Несколько факторов, объединившись вместе при шахском режиме, стимулировали коммерческую деятельность, особенно импорт потребительских товаров. Во-первых, спрос на потребительские товары возрос в связи с ростом доходов, благоприятствующей городам политикой, которая стимулировала миграцию из сельских районов в города, ростом населения, высоким уровнем ликвидности, связанным с нефтяным бумом 1970-х годов, и фетишизацией западных товаров. Значительная часть этого спроса удовлетворялась за счет импорта либо готовой продукции, либо капитальных товаров, необходимых для производственного сектора. Еще одной силой, перемещающей рабочую силу и капитал в сектор услуг, была голландская болезнь, явление, первоначально обнаруженное в голландской экономике после большого притока доходов от газа в Северном море[39]. Экономисты расходятся во мнениях относительно конкретных механизмов, лежащих в основе этого процесса, но они сходятся во мнении, что государственные расходы за счет нефтяных доходов вызывают изменения в относительных ценах, перемещая ресурсы из производства торгуемых товаров (промышленности и сельского хозяйства) в неторгуемые товары (торговля и услуги). Этот процесс помог направить ресурсы на строительство и на все уровни торговли, причем базары получали прибыль как от расширения торговли, так и от спекуляции землей. Все это финансировалось через взаимосвязанную кредитную систему внутри базара, но с существенными дополнениями в рамках официальной банковской системы. Неформальные и формальные кредитные рынки взаимно усиливают друг друга, поскольку рынок сильно сегментирован, причем формальные финансовые рынки сосредоточены на крупных предприятиях, а неформальные рынки — на малых предприятиях[40]. Кроме того, между двумя финансовыми рынками возникла взаимодополняемость, поскольку многие ведущие торговцы и ростовщики занимали средства в крупных банках и держали в них крупные депозиты[41]. Таким образом, «национальная» буржуазия, как и «нефтяная» или «компрадорская» буржуазия, находилась в зависимости от политэкономии государства-рантье[42]. Тем не менее, как отметил в то время один аналитик, различные попытки «найти альтернативный кредитно-распределительный механизм для замены базара» оказались безуспешными[43].
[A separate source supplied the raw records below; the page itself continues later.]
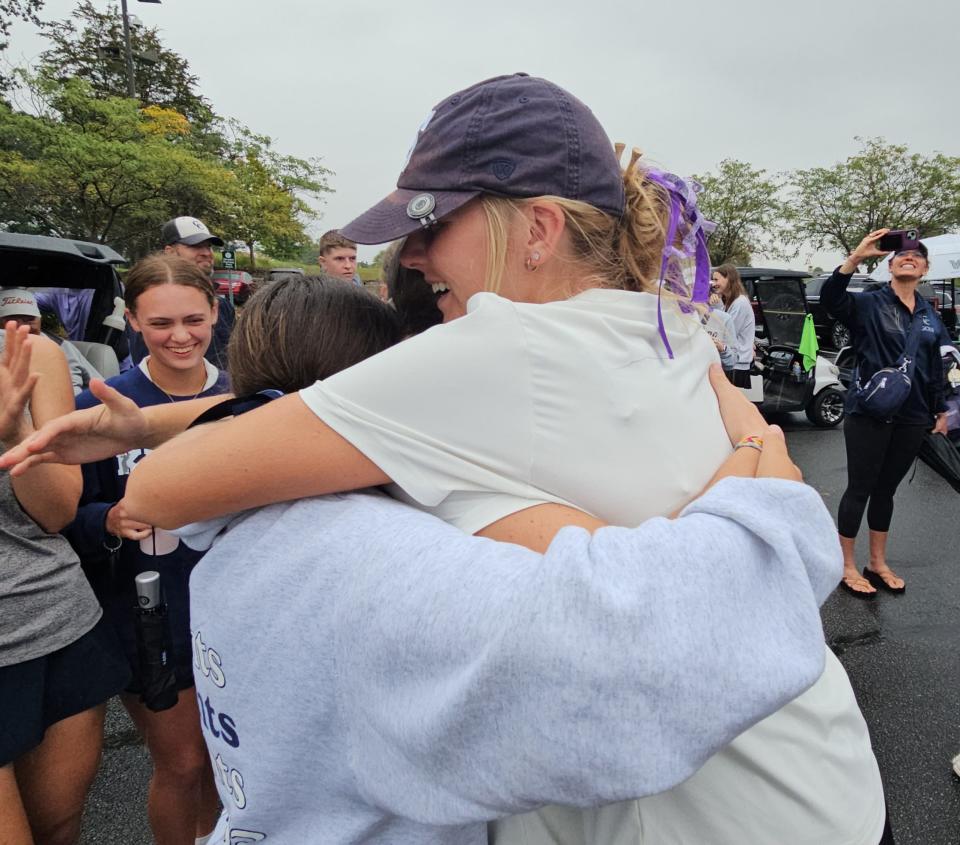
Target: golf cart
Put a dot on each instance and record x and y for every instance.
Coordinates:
(77, 282)
(778, 381)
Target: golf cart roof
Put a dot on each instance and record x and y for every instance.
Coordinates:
(783, 308)
(770, 273)
(38, 261)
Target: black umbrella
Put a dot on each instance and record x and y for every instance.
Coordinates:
(943, 457)
(157, 675)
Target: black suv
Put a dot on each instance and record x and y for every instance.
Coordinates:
(833, 333)
(83, 271)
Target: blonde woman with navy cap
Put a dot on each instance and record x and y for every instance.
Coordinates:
(570, 369)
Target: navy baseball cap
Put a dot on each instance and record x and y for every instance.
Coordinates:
(512, 136)
(189, 231)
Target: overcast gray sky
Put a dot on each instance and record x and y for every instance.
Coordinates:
(780, 85)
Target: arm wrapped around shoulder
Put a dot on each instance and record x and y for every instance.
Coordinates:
(483, 680)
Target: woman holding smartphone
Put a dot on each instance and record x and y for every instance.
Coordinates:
(885, 323)
(566, 372)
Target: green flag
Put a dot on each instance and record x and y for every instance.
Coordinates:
(808, 343)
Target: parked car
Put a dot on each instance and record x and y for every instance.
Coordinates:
(750, 275)
(77, 283)
(239, 282)
(834, 334)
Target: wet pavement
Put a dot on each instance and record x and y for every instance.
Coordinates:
(902, 654)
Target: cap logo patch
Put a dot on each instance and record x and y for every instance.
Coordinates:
(421, 206)
(502, 168)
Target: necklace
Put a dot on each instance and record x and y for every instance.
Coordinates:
(156, 384)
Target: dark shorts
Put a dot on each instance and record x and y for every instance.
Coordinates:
(39, 693)
(117, 595)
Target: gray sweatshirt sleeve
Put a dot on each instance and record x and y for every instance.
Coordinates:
(496, 680)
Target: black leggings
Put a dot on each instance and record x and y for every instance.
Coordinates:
(878, 457)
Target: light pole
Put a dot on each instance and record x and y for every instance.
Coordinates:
(127, 51)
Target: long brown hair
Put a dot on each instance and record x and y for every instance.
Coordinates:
(735, 286)
(298, 329)
(164, 269)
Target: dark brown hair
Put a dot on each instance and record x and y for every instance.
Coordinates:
(333, 240)
(164, 269)
(298, 329)
(735, 286)
(409, 293)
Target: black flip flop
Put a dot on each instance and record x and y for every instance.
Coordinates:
(858, 593)
(878, 582)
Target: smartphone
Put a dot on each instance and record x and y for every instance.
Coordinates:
(897, 240)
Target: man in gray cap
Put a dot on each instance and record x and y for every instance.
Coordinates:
(190, 239)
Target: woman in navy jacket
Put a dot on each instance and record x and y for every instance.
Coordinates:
(880, 451)
(171, 303)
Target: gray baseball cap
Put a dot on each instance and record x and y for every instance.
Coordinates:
(513, 136)
(187, 230)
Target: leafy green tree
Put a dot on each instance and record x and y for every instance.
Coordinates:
(100, 169)
(744, 204)
(883, 185)
(89, 46)
(267, 202)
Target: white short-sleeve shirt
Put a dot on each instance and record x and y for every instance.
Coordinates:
(575, 402)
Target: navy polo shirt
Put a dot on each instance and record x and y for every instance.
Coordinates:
(879, 323)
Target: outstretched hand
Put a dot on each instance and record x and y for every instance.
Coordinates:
(740, 416)
(82, 436)
(742, 419)
(16, 381)
(775, 460)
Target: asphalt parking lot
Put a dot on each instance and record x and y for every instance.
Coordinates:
(901, 653)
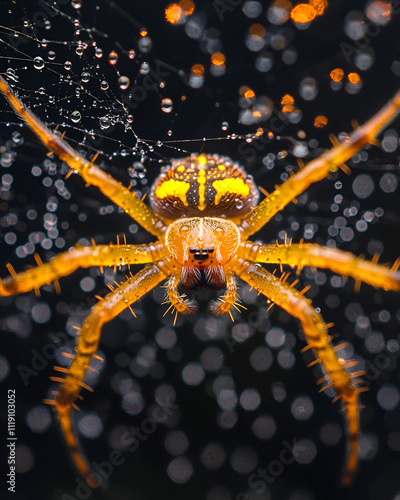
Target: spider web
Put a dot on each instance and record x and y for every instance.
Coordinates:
(205, 365)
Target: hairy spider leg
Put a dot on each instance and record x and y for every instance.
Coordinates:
(318, 169)
(105, 310)
(316, 333)
(313, 255)
(91, 173)
(68, 262)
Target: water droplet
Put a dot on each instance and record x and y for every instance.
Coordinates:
(105, 122)
(38, 63)
(85, 76)
(113, 57)
(123, 82)
(167, 105)
(144, 68)
(75, 116)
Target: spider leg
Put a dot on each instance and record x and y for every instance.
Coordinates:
(105, 310)
(67, 262)
(313, 255)
(315, 331)
(229, 299)
(178, 302)
(91, 173)
(318, 169)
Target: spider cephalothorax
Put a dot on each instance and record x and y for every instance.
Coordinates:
(203, 212)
В заключение следует сказать, что монархия Пехлеви не мобилизовала Тегеранский базар и не стремилась контролировать его через покровительство или контроль. Полагая, что базар уступит место новым коммерческим и финансовым институтам, модернистская преобразовательная программа государства не требовала юридических инструментов для контроля за деятельностью базаров или введения принудительного аппарата. Экономическая политика государства, хотя и не была направлена на увековечение институтов базара или поддержку их экономической деятельности, создавала непреднамеренные возможности для процветания этого торгового сообщества. Помимо обеспечения экономической выгоды, его институциональная неинкорпорированность в государство позволила продолжить использование традиционной для базара системы репутации с целью эндогенной регенерации присущих ему форм управления. Таким образом, исключение базара из политэкономии открыло для него возможность воспроизведения сетей и норм, лежащих в основе его кооперативных иерархий.
Пространственная централизация и интеграция сетей базара
В эпоху Пехлеви институциональная автономия Тегеранского базара была усилена физической сплоченностью и отделением. Как правило, импортеры, оптовики и розничные торговцы имели магазины и офисы на базаре или в непосредственной близости от него. Централизация торговых сетей в физическом окружении базара подкреплялась морфологией базара, которая группировала те или иные сектора в одном и том же месте в определенных переулках. Локализация снижала затраты на поиск продавцов и облегчала обмен информацией о цене, качестве и предложении между продавцами, покупателями и партнерами по обмену.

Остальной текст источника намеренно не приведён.